Some internal or guest networks, such as corporate WiFi or public hotspots, only allow outbound connections on ports 80 and 443. Since SSH normally runs on port 22, your connection will fail unless you make your VPS listen on one of the allowed ports. The simplest way to solve this is to configure your VPS provider of choice to expose SSH on port 80 or 443.

Here is a clear walkthrough using any typical Linux VPS:

1. Deploy a small VPS

Pick any VPS provider. A lightweight instance is enough because SSH traffic is mostly text. Create the server with your preferred Linux distribution.

During deployment, make sure you enable inbound rules for port 80 or 443 in the provider’s firewall options.

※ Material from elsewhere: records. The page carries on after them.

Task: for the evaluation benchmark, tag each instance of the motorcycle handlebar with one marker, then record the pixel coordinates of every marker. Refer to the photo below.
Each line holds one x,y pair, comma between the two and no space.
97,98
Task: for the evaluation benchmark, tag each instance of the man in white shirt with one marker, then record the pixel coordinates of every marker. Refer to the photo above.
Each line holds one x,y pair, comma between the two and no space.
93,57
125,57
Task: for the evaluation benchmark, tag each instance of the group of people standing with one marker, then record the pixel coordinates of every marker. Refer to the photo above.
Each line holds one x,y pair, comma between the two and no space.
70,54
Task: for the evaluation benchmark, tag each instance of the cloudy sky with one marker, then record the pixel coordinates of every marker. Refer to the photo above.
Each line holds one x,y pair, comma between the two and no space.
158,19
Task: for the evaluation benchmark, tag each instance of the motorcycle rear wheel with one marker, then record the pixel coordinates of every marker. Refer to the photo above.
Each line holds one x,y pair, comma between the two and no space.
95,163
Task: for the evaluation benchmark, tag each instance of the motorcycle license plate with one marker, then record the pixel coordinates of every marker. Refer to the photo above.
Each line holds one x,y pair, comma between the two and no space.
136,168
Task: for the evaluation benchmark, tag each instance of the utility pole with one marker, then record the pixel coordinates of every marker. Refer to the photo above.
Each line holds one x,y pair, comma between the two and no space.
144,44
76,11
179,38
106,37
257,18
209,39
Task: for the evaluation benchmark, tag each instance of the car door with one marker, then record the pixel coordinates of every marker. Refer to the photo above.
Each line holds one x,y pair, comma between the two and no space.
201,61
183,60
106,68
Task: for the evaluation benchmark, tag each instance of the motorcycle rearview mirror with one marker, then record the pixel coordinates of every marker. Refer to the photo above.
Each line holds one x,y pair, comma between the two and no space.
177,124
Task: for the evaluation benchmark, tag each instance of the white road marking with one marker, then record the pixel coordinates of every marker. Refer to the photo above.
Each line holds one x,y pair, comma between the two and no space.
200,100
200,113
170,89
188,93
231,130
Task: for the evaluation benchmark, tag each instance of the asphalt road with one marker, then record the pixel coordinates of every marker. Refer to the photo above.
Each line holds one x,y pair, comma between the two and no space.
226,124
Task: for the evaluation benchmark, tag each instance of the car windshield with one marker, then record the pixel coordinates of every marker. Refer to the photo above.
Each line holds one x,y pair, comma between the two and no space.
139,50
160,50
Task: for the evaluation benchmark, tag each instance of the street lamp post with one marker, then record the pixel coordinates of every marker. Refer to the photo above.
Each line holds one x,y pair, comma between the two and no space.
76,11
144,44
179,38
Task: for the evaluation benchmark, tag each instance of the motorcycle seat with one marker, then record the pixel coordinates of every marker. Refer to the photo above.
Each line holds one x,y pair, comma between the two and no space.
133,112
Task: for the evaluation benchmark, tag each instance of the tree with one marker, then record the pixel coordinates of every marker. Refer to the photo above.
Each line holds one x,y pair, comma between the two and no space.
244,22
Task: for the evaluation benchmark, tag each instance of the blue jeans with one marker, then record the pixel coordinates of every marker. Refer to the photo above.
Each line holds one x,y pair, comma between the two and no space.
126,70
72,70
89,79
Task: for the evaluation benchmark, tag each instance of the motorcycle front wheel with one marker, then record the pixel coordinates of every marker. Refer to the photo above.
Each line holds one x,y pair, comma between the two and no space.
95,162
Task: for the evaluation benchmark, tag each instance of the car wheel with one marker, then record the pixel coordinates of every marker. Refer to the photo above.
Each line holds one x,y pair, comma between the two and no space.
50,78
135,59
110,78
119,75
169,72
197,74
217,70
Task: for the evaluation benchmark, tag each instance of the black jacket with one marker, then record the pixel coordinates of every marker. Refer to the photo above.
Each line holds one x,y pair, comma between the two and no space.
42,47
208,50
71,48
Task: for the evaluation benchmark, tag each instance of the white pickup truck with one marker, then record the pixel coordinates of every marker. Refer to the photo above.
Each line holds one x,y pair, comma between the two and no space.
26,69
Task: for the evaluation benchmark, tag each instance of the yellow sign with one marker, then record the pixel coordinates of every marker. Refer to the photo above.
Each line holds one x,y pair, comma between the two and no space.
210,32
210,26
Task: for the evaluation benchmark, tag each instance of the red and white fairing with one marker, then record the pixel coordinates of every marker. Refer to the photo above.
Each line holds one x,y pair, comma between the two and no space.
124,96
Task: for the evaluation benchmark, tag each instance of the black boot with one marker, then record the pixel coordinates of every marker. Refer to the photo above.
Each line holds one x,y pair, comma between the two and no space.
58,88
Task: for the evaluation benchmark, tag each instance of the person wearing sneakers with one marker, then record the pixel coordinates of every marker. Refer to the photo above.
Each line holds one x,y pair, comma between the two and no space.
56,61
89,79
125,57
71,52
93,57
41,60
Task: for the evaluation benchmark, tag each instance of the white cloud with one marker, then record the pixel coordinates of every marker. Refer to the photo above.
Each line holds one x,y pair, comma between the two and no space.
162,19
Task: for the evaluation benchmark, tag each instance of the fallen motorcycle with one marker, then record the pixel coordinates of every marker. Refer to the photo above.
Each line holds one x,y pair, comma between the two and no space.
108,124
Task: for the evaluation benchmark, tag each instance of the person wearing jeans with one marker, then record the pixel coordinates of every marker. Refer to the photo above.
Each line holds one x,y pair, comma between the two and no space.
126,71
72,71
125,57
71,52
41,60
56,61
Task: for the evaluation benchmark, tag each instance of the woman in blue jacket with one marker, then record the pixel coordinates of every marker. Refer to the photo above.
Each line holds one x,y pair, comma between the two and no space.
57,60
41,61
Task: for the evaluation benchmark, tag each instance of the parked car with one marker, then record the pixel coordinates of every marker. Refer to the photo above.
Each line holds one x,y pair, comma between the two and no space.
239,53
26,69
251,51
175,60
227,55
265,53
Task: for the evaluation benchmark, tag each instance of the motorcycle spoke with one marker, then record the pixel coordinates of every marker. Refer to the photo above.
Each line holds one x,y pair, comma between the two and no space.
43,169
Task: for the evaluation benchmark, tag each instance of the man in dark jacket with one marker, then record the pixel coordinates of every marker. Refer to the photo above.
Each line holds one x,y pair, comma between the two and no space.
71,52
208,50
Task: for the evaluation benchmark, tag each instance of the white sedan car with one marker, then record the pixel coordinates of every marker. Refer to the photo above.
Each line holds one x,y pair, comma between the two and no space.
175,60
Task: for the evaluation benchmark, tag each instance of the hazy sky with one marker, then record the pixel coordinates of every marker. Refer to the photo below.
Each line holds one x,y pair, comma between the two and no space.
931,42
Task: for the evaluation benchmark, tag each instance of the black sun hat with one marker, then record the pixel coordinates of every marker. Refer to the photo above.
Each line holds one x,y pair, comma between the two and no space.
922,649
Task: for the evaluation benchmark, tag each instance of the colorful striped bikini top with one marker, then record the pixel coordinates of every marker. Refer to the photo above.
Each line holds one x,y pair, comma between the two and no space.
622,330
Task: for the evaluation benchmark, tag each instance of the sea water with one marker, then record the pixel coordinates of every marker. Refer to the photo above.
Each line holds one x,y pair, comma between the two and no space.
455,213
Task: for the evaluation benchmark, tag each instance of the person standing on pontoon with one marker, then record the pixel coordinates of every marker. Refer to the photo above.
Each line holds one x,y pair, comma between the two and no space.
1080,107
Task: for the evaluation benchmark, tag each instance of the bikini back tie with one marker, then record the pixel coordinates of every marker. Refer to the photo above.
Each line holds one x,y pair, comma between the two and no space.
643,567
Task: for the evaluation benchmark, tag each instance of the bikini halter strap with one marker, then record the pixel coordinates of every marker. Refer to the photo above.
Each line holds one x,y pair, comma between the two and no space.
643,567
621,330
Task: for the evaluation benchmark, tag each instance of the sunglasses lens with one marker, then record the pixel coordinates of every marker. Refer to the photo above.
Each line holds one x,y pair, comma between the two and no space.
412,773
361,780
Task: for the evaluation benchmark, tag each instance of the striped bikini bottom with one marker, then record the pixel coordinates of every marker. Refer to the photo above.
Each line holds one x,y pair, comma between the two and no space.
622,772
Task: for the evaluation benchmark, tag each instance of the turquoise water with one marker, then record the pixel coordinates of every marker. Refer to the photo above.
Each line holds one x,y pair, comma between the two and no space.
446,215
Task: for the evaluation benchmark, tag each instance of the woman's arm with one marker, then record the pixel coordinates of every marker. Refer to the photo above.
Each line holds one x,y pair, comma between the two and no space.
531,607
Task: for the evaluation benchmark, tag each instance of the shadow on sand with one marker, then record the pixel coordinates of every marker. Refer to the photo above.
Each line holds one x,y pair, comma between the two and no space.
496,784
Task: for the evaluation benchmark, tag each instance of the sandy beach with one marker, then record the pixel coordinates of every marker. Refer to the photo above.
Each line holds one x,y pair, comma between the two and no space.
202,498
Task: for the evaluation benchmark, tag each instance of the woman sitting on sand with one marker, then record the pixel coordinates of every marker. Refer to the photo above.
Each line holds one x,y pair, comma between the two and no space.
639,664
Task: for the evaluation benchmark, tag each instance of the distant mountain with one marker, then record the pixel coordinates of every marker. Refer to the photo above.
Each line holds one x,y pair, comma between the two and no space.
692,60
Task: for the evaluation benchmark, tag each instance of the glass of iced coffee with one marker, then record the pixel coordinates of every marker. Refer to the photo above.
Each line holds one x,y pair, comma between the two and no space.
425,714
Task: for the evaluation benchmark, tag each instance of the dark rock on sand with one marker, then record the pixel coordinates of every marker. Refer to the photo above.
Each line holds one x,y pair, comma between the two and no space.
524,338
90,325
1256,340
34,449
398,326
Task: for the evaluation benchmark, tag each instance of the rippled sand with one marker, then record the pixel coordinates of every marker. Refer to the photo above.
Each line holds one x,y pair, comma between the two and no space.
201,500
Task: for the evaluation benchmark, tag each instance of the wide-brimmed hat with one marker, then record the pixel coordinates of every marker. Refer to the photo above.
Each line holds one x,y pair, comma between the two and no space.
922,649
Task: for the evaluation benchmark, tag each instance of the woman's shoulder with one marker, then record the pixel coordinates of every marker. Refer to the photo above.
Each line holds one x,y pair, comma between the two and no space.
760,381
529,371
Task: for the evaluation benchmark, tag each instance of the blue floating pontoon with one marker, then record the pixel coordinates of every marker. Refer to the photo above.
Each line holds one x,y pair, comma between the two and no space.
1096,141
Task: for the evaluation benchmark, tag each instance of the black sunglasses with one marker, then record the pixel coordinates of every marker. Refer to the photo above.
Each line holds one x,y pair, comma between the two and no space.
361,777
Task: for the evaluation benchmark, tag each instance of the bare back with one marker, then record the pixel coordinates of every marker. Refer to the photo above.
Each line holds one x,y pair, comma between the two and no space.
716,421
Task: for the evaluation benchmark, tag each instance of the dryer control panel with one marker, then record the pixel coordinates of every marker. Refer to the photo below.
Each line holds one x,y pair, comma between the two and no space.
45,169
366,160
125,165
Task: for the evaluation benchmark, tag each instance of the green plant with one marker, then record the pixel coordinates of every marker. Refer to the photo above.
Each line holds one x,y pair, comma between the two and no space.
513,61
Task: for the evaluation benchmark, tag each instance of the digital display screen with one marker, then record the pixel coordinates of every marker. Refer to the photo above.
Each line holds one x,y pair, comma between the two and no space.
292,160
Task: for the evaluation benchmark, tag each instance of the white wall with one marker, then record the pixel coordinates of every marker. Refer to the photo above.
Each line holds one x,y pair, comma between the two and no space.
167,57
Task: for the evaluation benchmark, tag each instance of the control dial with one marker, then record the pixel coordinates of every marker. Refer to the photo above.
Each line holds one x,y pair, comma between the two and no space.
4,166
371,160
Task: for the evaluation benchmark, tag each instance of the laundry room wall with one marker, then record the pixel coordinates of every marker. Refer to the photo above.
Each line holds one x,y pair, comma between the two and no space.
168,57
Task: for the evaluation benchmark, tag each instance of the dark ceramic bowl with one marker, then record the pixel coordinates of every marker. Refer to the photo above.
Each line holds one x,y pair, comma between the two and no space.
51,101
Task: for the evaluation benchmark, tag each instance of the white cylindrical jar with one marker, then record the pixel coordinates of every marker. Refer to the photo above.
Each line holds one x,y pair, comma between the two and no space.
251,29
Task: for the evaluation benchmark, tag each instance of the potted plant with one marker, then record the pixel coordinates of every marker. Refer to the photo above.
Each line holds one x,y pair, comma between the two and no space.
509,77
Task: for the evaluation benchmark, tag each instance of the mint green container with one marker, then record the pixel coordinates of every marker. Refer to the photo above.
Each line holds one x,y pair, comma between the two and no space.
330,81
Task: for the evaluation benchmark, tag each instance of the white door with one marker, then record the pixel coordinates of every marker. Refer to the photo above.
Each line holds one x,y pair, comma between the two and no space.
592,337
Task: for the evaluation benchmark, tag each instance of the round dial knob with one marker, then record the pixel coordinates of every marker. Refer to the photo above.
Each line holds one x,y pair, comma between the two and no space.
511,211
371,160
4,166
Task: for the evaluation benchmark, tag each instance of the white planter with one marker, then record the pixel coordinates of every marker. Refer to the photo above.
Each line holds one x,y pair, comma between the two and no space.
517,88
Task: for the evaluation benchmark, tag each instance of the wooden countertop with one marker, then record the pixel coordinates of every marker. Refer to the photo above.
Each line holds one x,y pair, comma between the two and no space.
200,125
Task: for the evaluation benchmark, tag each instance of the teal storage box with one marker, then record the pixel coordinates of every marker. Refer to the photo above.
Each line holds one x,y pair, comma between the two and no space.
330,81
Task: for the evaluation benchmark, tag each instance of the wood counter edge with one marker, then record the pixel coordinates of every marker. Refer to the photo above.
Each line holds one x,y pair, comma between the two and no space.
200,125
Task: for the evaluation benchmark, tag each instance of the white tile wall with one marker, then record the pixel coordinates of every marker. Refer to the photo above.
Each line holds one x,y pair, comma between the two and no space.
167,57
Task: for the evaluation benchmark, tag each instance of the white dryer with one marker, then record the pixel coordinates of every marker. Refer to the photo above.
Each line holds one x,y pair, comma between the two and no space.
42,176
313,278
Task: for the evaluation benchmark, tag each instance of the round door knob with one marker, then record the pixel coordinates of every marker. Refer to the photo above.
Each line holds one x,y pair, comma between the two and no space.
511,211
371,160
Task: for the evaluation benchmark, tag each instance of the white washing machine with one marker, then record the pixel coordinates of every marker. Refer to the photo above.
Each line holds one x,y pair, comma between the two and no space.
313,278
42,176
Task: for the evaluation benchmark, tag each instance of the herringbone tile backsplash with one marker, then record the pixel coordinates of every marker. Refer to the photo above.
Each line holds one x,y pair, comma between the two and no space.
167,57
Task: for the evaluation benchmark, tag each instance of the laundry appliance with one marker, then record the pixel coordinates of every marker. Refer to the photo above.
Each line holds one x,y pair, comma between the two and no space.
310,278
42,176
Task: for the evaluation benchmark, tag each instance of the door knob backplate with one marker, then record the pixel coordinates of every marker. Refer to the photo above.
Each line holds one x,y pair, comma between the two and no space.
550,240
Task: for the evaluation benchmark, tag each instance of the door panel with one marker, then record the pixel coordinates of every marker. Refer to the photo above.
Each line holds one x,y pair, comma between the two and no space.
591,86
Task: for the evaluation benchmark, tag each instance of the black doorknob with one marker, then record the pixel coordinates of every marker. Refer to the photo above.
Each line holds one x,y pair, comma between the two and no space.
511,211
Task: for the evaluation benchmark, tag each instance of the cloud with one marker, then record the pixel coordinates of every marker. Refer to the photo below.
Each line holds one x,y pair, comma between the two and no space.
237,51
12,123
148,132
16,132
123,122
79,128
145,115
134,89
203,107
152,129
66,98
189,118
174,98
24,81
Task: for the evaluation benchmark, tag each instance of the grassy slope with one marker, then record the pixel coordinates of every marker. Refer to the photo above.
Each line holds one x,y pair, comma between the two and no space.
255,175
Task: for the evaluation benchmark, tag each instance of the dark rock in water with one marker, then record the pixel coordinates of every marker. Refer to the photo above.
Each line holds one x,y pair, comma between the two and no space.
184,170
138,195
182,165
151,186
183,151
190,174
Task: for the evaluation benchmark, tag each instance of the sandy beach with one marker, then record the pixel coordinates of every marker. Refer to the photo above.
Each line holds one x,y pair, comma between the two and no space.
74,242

Optionally assign a static public IP so you don’t need to look it up each time.

2. Log into the VPS and update SSH configuration

Connect to your VPS normally (from a network that permits port 22) and edit the SSH daemon config:

sudo nano /etc/ssh/sshd_config

Change the port line:

Port 80

Or, if you want both ports open:

Port 22
Port 80

Save and exit.

3. Update SELinux (only needed on SELinux-enabled systems like CentOS, AlmaLinux, Rocky)

sudo su
semanage port -m -t ssh_port_t -p tcp 80
firewall-cmd --permanent --zone=public --add-port=80/tcp
firewall-cmd --reload
systemctl restart sshd.service

4. Verify that SSH is listening on the new port

ss -tnlp | grep ssh

You should see entries indicating sshd is bound to port 80 or 443.

5. Connect from the restricted network

Once SSH is running on an allowed port, you can log in even from a network that blocks everything except web traffic:

ssh your.vps.ip -p80

This bypass works because to the restrictive network, your SSH traffic looks like a normal outbound connection to port 80 or 443.